The new rules add to what has been a particularly chaotic stretch for the company and its new owner, with Twitter having suspended and reinstated some journalists over the past few days after a sudden rule change prohibiting the reporting of real-time location information targeted accounts that revealed the existence of third parties that track the flights of private jets, such as Musk's.

The rule could come under governmental scrutiny, including from the Federal Trade Commission, which oversees potential anti-competitive company actions, and the European Union, which has rules about how tech companies compete with one another. A spokeswoman said the FTC had no comment on Twitter’s new policy.

As it was presented, the outside social media ban stated that first-time violators might be required to delete tweets or might have their accounts locked and that "any subsequent offenses will result in permanent suspension." Users who violated the policy by linking or mentioning other social media accounts in their bios or account names would have their accounts suspended and would be required to remove the mentions to be reinstated, according to the policy language, now missing.

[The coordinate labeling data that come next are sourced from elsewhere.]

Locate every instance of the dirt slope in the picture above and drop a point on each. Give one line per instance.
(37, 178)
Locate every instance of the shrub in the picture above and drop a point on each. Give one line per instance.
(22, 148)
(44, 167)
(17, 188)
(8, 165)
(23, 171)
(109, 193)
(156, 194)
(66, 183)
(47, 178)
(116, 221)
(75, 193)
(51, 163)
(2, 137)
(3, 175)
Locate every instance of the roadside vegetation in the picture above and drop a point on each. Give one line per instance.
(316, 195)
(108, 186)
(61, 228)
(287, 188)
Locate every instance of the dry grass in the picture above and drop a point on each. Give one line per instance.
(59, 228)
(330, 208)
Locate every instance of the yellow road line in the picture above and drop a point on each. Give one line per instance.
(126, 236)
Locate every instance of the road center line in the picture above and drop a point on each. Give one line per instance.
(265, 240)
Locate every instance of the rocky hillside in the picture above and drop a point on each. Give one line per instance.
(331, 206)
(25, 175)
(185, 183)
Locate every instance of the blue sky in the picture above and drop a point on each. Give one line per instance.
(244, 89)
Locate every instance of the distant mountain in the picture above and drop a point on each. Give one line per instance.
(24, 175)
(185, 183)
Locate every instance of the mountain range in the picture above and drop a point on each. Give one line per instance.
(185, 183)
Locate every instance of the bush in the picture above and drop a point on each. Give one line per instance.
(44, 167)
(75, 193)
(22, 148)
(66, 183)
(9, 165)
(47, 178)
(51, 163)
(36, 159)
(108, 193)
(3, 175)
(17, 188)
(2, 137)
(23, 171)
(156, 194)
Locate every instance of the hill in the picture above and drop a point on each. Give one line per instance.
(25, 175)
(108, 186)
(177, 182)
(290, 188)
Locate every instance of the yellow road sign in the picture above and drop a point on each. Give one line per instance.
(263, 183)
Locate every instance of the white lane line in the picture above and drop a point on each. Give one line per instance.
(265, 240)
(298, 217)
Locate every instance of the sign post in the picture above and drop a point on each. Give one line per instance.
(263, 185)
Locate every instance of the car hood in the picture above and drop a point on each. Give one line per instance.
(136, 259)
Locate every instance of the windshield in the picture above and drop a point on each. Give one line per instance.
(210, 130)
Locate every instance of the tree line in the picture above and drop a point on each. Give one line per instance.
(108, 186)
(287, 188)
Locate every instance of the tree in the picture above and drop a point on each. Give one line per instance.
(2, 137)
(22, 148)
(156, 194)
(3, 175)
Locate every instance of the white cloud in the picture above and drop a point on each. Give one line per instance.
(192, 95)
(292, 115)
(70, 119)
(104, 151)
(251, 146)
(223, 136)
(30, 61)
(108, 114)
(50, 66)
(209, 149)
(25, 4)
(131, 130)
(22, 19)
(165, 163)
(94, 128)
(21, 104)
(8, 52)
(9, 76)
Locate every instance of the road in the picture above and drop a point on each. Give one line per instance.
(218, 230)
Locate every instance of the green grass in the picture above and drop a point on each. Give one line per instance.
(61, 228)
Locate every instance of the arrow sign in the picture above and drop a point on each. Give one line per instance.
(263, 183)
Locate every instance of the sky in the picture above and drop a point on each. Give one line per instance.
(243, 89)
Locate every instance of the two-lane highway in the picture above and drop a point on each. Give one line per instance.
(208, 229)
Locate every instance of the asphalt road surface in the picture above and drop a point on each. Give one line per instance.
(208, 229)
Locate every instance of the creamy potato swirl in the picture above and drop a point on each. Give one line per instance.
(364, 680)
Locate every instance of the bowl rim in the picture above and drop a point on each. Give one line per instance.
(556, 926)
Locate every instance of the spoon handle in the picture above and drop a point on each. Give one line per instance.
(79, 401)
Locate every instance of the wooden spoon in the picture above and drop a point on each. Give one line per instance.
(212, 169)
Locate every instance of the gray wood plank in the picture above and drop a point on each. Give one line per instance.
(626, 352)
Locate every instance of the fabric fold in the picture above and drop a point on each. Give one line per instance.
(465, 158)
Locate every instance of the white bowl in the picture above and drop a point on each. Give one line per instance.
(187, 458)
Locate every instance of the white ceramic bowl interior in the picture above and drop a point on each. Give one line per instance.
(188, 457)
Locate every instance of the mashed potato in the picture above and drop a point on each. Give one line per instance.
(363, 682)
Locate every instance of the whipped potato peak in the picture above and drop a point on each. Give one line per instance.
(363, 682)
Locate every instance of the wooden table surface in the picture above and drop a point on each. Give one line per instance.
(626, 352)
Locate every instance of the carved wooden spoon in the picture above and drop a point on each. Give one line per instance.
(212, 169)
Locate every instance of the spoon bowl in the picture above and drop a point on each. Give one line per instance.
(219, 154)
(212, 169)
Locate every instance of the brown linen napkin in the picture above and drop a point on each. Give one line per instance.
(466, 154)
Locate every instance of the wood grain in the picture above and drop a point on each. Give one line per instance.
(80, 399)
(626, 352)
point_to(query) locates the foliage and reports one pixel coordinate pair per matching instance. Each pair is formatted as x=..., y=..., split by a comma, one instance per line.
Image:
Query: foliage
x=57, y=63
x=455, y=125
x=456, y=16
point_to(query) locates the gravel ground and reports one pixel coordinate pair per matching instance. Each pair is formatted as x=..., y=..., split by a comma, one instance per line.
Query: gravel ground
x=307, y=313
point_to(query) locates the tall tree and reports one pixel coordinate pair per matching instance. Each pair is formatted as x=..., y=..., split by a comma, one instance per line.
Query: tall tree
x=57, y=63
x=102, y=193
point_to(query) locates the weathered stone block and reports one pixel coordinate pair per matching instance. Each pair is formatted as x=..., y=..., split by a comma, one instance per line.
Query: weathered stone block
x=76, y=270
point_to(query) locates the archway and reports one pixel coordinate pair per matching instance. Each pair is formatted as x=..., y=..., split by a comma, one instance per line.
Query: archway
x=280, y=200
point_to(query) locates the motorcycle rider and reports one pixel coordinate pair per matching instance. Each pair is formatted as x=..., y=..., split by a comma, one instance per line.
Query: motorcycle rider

The rule would have allowed users to cross-post content from other sites, as well as links or usernames to social media sites that are not subject to the ban, Twitter had said. Users who believed their accounts had mistakenly been suspended or locked could appeal, it added.

Twitter co-founder and former CEO Jack Dorsey questioned the move, responding to the thread explaining the new policy with "why?" In another tweet, he said the policy "doesn't make sense."

Others in the tech industry also criticized the move. Aaron Levie, the CEO of the cloud storage company Box, tweeted, “This is just sad.” Benedict Evans, a London-based tech analyst, tweeted that the move was “absolutely pathetic.”

The director of Stanford University’s Internet Observatory, Alex Stamos, a former chief security officer for Facebook, tweeted that the new policy is "the clearest declaration of weakness I’ve ever seen from a major US tech platform, and a transparent declaration of anticompetitive intent."

Paul Graham, a well-followed venture capitalist, said the rule change had pushed him to leave Twitter. “This is the last straw,” he tweeted, noting that a link to his account on Mastodon was on his website. “I give up.”

Graham's account was suspended hours later.

Taylor Lorenz, a Washington Post tech and online culture columnist who was suspended from Twitter on Saturday night after she tweeted at Musk seeking comment for a story and has since been reinstated, said she "cannot imagine a worse policy if you want content creators to come on your site."

"People don’t want to be locked in a jail and that is what Musk is doing," she told NBC News. "He’s closing the doors and trying to keep people in."

Lorenz previously had a tweet pinned to her profile promoting her accounts on other sites, including some that were then banned. But as soon as she was reinstated, which was right around the time the company announced the new policy, she took the tweet down, she said.

On Sunday, many users were passing around previous tweets from Musk that could be seen as criticizing the policy banning those outside social media platforms.

Most notably, one of his tweets from June read: “The acid test for any two competing socioeconomic systems is which side needs to build a wall to keep people from escaping? That’s the bad one!”